I felt free in the scene, more in my element. I soaked it all in... gigs, records, videos, zines, protests, and any two-bit xeroxed flyer full of radical political thought. Needless to say, it was a change for me, but was it really different than what I was in before? Sure the belief system was different. But was I any more free?

In all my days of church going, I had never been so subjected to such close minded people. Yep, you read that right. The peace punk scene was LESS open minded. The people were more uniform in thought than the people I met in the Catholic Church. As ironic as it is, if you didn't follow the party line, you were looked down upon.

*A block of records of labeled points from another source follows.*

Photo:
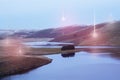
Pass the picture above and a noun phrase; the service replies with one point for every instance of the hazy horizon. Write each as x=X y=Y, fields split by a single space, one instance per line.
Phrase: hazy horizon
x=43 y=14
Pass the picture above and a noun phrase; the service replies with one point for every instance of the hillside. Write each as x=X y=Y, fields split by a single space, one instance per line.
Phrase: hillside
x=108 y=34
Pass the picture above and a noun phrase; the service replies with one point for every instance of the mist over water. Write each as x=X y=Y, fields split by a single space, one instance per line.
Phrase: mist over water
x=90 y=63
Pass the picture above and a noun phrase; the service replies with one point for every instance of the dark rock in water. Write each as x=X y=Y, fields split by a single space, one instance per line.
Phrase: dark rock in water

Reality can sometimes suck. And the reality of the situation is that peace punk did more to make me feel guilty. I had guilt over eating meat. I had guilt over trying to get into college. I had guilt over looking at an attractive woman. That's truly fucked up! Imagine that... a former alter boy didn't worry too much about sex until he became a punk. How much worse can it get? For fear of being seen as SEXIST, I avoided talking to women. Because many a time, my interest was met with anger and my motives were questioned. People thought I was just shy (which is true), but there was more to it. I tired of being under the microscope whenever I opened my mouth. It wasn't just about sex either.

Opening an anarchist ceneter involved some planning and the "collective" was short on common sense. Once, at an "anarchist" meeting of all places, I dared to disagree with a woman who everyone respected. Why? Because her idea was fucking stupid, that's why! When I called her on it and argued that her idea was bad, someone bothered to ask if I had a problem with a woman voicing her opinion. Of course not. Opinions are like assholes, everyone has them. But now the assholes are having opinions, and they're making decisions. It's little wonder why L.A.'s very own "De-Center" failed so miserably.

Does this mean that everyone associated in punk or the anarchist movement is a piece of shit. No, it doesn't. Do I hate punk? Hell no. I will always be a part of it. It will always be a part of me. Just last week, Ed and I downed a few pints and just reminisced about the gigs, parties, and people we missed. We talked about the first time we heard Conflict, we talked about first time we went to a gig. We just smiled and laughed. Dammit, I want to feel like that again. Litmus Green won't provide that for Ed anymore. I would be pissed off at him if he stayed with it (you think he's grumpy now?!?!). And if I look across the stage and see MY FRIEND uncomfortable, you can bet your ass I'm not happy either.

Do I have to accept what any band tells me? Fuck no. Punk has taught me to question everything, even punk itself. I look at the things I believed in 15 years ago. Most of those things are still there for me. Some aren't. Some have changed. Why? Because I refuse to be a self righteous asshole and think I figured out everything when I was 18. You know, racist still sucks. It always will. But my ideas of fighting racism have changed. I think some other methods might be more effective in keeping these idiots in check. I guess that means I'm "too old" or "grown up." There's a difference between giving up and growing smarter through experience.

Fuck those people who want me to be a static, stoic mind for the rest of my life. I will continue to think things through. And if I find something that makes more sense than my previous ideals, so be it. What I am going to do? Deny a self evident truth and stick to a flawed philosophy? I'll leave that to the carbon copy kids I see in uniform, complete with a "There is no authority but yourself" stencil on the back. When I was in Resist & Exist ('90-'92), it went from something important to a waste of fucking time. I never regretted leaving and I just wish I didn't wait so long before trying a band again. I won't make that mistake again.

Funny thing is, Crass went through this same thing. And they are all the better for it.